To get started, boot up and connect to your Logstash box. In this example we’ll be using the hashicorp/precise64 Vagrant box as a reference. This sets up 64-bit Ubuntu 12.04 LTS box for us that will need a few packages installed. Let’s assume that we’ve already downloaded and booted our box.

First we need to install Logstash’s only requirement, a Java runtime. Logstash is compatible with open source versions of Java and we’ll be installing the default provided by Ubuntu: OpenJDK.

vagrant@precise64:~$ sudo apt-get install default-jre
vagrant@precise64:~$ java -version
java version "1.6.0_33"
OpenJDK Runtime Environment (IcedTea6 1.13.5) (6b33-1.13.5-1ubuntu0.12.04)
OpenJDK 64-Bit Server VM (build 23.25-b01, mixed mode)

For the sake of simplicity, I'll install Logstash by using the example provided in the getting started docs. If you’re interested in adding the official Elasticsearch repositories to apt, check out this example on DigitalOcean.

vagrant@precise64:~$ curl -O https://download.elasticsearch.org/logstash/logstash/logstash-1.4.2.tar.gz
vagrant@precise64:~$ tar zxvf logstash-1.4.2.tar.gz

For testing purposes, write a simple configuration file:

#qbox.conf
input {
  stdin { }
}
output {
  stdout {
    codec => rubydebug
  }
}

We've added a rubydebug codec to our output; this will display Logstash's output with Ruby's awesome_print gem. To ensure everything is correctly installed, let’s run Logstash with the simple conf file and send a message to stdin.

vagrant@precise64:~$ logstash-1.4.2/bin/logstash agent -f qbox.conf
hello world
{
  "message" => "hello world",
  "@timestamp" => "2014-10-28T16:25:43.483Z",
  "@version" => "1",
  "host" => "precise64"
}

The -f flag is used to specify a location for our configuration file. If you install Logstash with apt, you’ll write to this file in /etc/logstash/conf.d and have access to logs in /var/log/logstash.

In order for our Logstash instance to accept incoming data from Heroku, we’ll need to install Heroku’s toolbelt and Logstash’s contrib plugins. Let’s install the toolbelt, login and check our apps.

vagrant@precise64:~$ wget -qO- https://toolbelt.heroku.com/install-ubuntu.sh | sh
vagrant@precise64:~$ heroku login
vagrant@precise64:~$ heroku apps
=== My Apps
your-app-0001
your-app-0002

The contrib plugins are a separate repository of Logstash plugins that exist outside of the core of common plugins.
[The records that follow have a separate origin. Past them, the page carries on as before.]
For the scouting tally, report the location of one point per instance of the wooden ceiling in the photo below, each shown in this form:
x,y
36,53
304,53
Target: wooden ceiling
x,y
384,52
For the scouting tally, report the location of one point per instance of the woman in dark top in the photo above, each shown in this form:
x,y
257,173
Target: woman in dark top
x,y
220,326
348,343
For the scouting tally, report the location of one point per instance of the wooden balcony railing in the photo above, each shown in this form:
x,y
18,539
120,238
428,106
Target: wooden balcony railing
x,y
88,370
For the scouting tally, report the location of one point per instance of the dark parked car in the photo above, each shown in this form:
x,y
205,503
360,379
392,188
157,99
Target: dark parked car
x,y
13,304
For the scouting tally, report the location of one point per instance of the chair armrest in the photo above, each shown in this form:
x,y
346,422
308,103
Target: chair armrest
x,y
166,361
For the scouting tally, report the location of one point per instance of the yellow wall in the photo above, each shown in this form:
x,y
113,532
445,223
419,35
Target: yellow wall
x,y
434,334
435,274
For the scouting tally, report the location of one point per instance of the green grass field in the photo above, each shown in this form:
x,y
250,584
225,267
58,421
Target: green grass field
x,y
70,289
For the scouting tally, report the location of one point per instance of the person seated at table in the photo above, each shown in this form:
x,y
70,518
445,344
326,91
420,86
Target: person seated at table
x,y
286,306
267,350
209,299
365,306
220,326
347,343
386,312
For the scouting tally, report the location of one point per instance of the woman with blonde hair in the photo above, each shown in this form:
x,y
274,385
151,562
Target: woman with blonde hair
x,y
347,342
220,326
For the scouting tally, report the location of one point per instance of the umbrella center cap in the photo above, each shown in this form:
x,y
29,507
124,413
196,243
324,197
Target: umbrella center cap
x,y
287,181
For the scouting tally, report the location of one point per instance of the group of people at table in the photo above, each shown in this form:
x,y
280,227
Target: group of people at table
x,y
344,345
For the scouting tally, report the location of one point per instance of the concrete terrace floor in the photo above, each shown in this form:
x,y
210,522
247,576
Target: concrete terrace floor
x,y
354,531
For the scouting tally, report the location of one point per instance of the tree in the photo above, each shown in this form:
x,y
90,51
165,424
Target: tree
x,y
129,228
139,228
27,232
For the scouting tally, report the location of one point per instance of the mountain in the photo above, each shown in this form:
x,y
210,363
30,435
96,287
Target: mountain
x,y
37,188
These plugins provide Logstash with the functionality to interact with many different services, including Heroku. Logstash contains an automated script to easily install them:

vagrant@precise64:~$ logstash-1.4.2/bin/plugin install contrib

Warning: If you installed Logstash with apt, the automated plugin install in the current version of Logstash, 1.4.2, is unfortunately broken. However, the users participating in the GitHub issue have provided a simple workaround.

Let’s get back to our configuration file. We’ll need an input for Heroku, an output for our Qbox cluster and a filter. I’m using the pattern recommended by the Logstash team for the filter.

input {
  heroku { 
    app => "your-app-0001" 
  }
}
filter {
  grok {
    pattern => "^%{TIMESTAMP_ISO8601:timestamp} %{WORD:component}\[%{WORD:process}(?:\.%{INT:instance:int})?\]: %{DATA:message}$"
  }
  date { timestamp => ISO8601 }
}
output {
  stdout { }
  elasticsearch {
    host => "your-cluster-subdomain.qbox.io"
    port => "80"
    protocol => "http"
  }
}

Logstash is good to go! When you start it up, Logstash it should output some warnings about plugins and your parsed Heroku logs to stdout. To make sure your data is reaching your Qbox cluster, check Kibana for events.